Unit 3: How has knowledge of physics, engineering and design shaped the cityscape that I inhabit? Newton's Laws of Motion are examples of important scientific concepts that need to be considered when planning and building cities. From subways, to skyscrapers, to elevators, understanding of forces and moving objects is critical when it comes to making cities work efficiently. New York City is the lens through which the class explores the physics of forces and Newton's Laws of Motion. Particular focus is given to skyscrapers, bridges, and transportation in urban environments. Learning is shared in a “Pop Up Museum” where students act as both engineers and designers and teach the Berkeley Carroll community about Newton's Laws and how they connect to the workings of our city.
In grades 5-7, science meets 7 periods in an 8-day cycle; we meet approximately every other day in three one-hundred-minute blocks and one 50-minute block.
Grade 8 science meets 8 periods in an 8 day cycle with 3 doubles and two singles.

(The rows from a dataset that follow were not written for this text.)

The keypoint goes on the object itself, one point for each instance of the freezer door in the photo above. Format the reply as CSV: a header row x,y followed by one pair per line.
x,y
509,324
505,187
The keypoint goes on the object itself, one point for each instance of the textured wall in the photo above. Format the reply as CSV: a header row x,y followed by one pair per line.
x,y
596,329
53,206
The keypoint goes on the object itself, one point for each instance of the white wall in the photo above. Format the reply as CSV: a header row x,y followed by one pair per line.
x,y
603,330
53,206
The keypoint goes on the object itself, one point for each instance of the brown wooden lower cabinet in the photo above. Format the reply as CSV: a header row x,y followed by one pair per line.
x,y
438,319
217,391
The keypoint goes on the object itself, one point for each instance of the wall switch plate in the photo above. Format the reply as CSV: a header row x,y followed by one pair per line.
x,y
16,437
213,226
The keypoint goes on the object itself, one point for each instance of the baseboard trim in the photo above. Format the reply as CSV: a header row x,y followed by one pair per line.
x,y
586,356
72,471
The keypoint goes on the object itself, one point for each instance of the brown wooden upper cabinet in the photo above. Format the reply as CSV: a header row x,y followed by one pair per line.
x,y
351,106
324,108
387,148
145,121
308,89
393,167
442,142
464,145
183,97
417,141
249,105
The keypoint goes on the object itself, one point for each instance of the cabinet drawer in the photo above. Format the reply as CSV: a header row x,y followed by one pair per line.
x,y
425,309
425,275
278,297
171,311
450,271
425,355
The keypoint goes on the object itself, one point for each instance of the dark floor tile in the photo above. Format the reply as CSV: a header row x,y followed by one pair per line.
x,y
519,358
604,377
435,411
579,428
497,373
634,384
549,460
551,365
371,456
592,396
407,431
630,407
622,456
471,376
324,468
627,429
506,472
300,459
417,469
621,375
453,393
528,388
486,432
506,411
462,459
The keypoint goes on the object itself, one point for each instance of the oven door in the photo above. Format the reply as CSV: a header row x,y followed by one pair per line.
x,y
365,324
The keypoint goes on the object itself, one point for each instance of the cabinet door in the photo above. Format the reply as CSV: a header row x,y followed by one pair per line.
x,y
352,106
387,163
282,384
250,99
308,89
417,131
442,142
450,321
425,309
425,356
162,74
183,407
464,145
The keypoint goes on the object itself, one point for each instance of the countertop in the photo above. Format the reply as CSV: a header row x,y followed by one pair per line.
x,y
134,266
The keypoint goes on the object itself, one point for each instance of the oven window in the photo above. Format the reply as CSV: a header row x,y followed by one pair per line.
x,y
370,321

- Health and Human Sexuality—starts in science for 5th where the focus is on puberty, hygiene, and external reproductive anatomy, then followed up in 6th grade science where the focus is on internal reproductive anatomy, conception, pregnancy and birth. Students are taught about the continuum that exists for gender, gender identity, gender expression, and sexual orientation.Separate Health courses continue in grades 7/8 with Nurse Nancy while in science numerous health-related topics continue to be addressed.

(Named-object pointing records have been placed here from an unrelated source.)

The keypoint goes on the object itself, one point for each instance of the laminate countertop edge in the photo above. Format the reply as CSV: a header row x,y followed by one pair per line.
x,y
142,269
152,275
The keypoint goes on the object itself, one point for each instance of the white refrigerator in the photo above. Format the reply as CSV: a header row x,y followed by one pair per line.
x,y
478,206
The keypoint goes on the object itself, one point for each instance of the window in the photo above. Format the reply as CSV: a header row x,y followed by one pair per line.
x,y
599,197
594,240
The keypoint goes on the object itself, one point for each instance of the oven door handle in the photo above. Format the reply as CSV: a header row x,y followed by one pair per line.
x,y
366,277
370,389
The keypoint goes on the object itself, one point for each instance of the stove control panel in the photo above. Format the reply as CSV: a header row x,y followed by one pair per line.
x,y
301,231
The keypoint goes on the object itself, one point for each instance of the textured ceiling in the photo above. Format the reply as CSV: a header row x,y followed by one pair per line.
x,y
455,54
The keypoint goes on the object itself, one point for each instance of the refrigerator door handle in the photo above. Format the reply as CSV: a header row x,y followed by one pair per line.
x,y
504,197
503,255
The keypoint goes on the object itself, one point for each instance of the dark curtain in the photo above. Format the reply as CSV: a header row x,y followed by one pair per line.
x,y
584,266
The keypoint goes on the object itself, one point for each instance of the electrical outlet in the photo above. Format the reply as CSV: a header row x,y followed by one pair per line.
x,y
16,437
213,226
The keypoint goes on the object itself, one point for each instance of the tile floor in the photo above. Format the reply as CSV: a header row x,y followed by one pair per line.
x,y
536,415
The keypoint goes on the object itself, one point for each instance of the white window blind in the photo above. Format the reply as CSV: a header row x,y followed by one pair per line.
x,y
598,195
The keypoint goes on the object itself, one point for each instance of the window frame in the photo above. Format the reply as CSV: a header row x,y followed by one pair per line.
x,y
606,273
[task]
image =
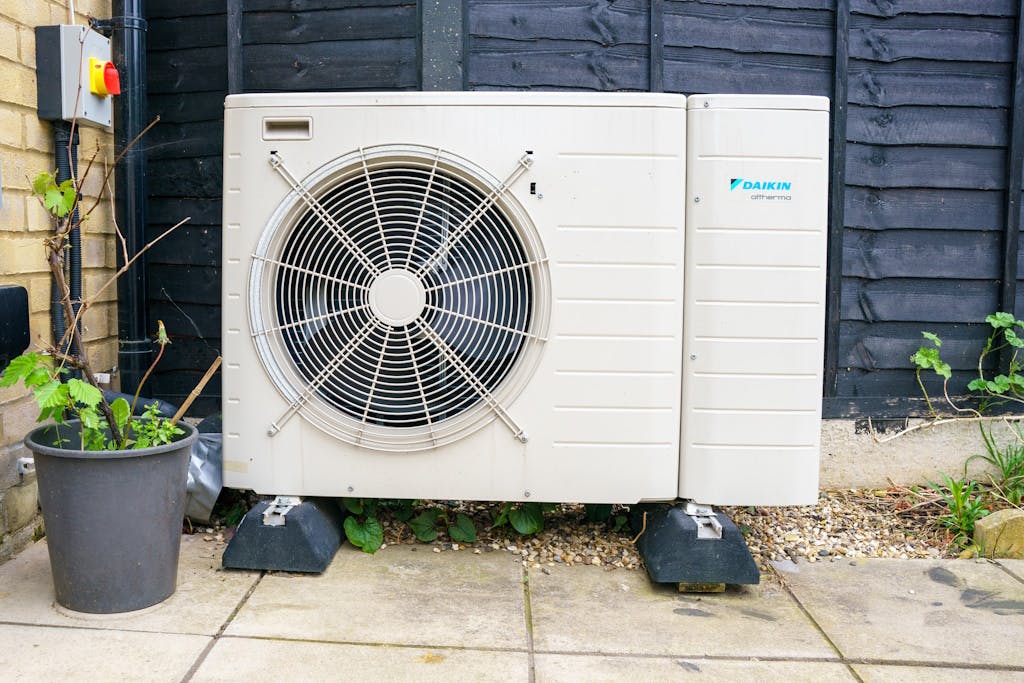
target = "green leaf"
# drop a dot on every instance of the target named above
(367, 535)
(527, 518)
(464, 530)
(51, 394)
(121, 410)
(41, 182)
(84, 392)
(38, 377)
(19, 368)
(977, 385)
(1000, 319)
(424, 525)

- The 8th grade visits The Teton Science School in Jackson Hole Wyoming. Our students immerse themselves in one of the most magnificent environments of the American West: Grand Tetons National Park. They study its geological and natural history, learn about its present ecosystems, and sharpen their awareness of the delicate balance that sustains it. The students engage in service-oriented activities that allowed them to participate personally in the park's stewardship. In additional, as citizen scientists, they collect data in both a pika and elk bugling project and this data is used by scientists.

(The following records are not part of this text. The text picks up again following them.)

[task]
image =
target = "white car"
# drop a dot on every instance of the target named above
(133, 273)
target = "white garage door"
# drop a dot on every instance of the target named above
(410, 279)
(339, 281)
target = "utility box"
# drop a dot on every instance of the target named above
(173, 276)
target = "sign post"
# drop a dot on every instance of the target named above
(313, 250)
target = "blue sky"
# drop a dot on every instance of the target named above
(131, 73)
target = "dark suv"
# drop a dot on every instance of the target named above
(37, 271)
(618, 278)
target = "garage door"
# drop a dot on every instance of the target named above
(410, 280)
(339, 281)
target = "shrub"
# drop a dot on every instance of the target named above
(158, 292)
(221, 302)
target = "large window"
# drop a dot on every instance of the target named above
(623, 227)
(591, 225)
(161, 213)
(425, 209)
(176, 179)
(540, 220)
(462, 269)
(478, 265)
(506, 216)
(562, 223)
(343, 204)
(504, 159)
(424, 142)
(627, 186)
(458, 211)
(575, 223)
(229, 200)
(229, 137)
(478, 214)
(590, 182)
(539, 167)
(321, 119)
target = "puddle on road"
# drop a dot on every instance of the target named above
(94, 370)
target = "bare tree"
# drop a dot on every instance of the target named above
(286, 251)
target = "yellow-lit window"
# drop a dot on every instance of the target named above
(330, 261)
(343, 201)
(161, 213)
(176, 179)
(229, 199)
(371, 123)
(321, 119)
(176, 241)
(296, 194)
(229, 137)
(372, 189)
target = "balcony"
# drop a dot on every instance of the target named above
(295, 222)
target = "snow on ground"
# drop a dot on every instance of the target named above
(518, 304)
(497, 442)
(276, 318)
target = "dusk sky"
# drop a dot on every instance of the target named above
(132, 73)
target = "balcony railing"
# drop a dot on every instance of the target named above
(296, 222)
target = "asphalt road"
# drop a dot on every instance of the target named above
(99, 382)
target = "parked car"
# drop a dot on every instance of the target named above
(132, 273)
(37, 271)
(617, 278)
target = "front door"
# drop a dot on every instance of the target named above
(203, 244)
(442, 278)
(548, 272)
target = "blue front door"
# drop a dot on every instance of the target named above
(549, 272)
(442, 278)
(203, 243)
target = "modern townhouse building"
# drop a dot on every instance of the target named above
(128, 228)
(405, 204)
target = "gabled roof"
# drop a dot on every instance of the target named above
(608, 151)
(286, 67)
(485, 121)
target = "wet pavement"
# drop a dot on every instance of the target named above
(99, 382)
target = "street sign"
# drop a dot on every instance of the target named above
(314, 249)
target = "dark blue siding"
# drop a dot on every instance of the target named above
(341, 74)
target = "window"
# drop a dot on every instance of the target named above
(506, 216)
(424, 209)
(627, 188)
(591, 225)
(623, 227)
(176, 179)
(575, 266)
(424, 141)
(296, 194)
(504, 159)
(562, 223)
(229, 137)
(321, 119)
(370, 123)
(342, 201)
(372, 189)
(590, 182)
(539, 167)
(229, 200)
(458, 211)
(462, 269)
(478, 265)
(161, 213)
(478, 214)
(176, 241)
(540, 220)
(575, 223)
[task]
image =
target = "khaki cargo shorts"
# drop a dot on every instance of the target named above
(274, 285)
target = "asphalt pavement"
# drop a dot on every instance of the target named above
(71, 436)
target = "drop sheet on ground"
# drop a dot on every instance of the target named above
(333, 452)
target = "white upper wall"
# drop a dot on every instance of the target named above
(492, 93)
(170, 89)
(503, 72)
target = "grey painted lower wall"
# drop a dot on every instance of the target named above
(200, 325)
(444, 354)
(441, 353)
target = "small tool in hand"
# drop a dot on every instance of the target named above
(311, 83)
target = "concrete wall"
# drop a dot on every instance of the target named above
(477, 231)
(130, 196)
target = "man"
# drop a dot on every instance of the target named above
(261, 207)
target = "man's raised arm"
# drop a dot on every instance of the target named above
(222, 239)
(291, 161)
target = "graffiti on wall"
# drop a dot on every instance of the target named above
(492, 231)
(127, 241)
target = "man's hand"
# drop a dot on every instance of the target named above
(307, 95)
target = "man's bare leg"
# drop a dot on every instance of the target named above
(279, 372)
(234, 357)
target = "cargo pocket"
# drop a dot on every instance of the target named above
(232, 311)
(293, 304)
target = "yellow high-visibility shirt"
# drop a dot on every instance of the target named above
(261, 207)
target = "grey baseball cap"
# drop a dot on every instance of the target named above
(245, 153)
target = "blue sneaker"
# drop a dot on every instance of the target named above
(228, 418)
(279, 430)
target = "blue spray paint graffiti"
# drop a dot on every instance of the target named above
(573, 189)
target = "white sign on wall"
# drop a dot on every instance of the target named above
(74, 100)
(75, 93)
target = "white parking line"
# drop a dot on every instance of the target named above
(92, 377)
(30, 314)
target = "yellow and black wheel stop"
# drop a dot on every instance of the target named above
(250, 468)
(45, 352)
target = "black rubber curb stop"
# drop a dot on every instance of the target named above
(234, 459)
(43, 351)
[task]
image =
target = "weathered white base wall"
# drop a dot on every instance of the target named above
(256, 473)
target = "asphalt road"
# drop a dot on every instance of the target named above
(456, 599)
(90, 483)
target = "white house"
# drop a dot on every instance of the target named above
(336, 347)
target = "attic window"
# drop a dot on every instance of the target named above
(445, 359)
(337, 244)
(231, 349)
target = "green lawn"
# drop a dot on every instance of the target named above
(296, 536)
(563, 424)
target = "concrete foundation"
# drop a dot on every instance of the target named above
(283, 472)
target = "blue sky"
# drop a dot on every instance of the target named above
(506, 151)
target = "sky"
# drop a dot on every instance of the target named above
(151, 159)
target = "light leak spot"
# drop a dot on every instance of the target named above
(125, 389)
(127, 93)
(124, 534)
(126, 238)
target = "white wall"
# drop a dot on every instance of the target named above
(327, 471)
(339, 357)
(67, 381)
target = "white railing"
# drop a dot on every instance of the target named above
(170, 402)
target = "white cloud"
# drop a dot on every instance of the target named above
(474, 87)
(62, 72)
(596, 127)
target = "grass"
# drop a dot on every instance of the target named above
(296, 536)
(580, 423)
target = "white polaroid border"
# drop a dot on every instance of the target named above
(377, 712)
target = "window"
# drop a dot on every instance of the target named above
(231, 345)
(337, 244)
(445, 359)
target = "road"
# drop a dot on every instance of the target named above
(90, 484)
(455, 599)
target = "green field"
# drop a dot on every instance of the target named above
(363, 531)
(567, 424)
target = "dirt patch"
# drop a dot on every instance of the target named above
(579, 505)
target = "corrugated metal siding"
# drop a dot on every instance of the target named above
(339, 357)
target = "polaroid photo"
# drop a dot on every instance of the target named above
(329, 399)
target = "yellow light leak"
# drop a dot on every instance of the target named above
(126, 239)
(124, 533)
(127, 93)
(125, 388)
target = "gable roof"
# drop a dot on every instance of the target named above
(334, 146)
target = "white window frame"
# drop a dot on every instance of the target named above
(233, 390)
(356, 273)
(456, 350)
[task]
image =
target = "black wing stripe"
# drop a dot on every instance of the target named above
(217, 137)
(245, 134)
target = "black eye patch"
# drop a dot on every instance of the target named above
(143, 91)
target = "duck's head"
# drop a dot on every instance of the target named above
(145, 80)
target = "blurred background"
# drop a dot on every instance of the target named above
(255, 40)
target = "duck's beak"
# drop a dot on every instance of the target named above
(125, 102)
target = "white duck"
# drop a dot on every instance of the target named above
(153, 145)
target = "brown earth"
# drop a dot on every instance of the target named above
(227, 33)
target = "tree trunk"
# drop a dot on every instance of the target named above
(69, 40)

- The Rabbit Vet Tech club is a middle school wide project to teach students how to care for animals, give them an opportunity to spend time with animals, and to practice recording medical data about the rabbits. Students form teams of 3 to 5 students and each team is responsible for all of the care related to the rabbits for two separate weeks over the course of the school year. In addition, anyone in the middle school is able to take home the rabbits over any school holiday or weekend with parent permission.